While hiding out through a long winter, I remembered Pygge. Having found a legitimate freedom of language through strict form, I was ready to recapture, in propria persona this time, my share of Pygge’s laconic anarchy, his mimetic disdain, his heroic disinclination to be impressed. It occurred to me that the poems I had written under his name were the first that had been entirely mine — the reason that I reproduce them here, minus the porcine pseudonym. A strange characteristic of parody is that by tightening your grip on someone else’s throat you can loosen your own tongue. Pygge would pitch his voice at any level that suited the case, shade it to any tone. Either he trusted his own personality to come through anyway or else he simply didn’t give a damn. Now that he had finished copying everybody else, I resolved to copy him.

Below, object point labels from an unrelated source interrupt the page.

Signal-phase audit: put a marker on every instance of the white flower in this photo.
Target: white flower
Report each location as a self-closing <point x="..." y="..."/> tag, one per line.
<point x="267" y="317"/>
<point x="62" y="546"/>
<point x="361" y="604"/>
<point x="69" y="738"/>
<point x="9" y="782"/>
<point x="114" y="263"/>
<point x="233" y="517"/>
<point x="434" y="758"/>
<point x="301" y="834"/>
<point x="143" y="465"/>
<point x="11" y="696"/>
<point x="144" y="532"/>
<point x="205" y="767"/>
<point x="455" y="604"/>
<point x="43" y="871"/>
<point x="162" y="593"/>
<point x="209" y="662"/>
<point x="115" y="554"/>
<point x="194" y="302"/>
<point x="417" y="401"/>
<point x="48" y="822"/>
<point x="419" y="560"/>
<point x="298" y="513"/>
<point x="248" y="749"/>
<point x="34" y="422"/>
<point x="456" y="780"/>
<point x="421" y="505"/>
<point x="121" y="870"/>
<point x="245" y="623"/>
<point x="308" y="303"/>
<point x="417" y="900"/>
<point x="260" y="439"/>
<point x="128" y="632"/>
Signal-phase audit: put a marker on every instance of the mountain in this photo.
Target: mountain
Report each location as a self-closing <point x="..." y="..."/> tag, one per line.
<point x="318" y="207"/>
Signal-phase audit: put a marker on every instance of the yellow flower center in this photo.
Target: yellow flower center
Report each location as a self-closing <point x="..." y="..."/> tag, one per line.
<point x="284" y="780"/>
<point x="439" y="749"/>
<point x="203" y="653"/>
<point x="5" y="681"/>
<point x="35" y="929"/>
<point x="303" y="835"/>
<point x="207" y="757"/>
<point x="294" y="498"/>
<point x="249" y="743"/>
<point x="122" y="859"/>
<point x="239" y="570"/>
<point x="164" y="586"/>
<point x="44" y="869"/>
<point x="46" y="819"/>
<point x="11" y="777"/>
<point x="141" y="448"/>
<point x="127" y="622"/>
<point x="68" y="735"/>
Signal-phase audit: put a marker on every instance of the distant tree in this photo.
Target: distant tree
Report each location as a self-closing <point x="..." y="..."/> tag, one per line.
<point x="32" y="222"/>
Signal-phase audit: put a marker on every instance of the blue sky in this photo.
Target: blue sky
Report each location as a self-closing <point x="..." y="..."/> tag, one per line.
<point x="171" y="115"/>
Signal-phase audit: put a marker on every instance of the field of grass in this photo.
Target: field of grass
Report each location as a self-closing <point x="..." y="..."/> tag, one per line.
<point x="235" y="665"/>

The shorter pieces grouped under the heading Recent Verse were composed in the euphoria of this very elementary breakthrough. Taking strict form from my longer poems and polyphonic courage from Pygge, I wrote them in matching stanzas when the occasion demanded, and free verse when it did not. But the freedom would not have been the same without the discipline, nor the discipline without the freedom. In the compound of those two elements resides the only concept of the modern that I am willing to understand. Recent verse is a category which I hope I will go on adding to for the rest of my life. It turned out, however, that the urge to write longer poems was not extinct, merely dormant. They rose again in the form of verse diaries. ‘An Address to the Nation’ was the rehearsal for Poem of the Year. I include them both here, without the author’s note attached to the latter when it was first printed in book form. If these two verse diaries seem to take up a disproportionate space, it doesn’t mean that I value long poems more than short ones. But I don’t value them less, either. At any length, the aim is brevity.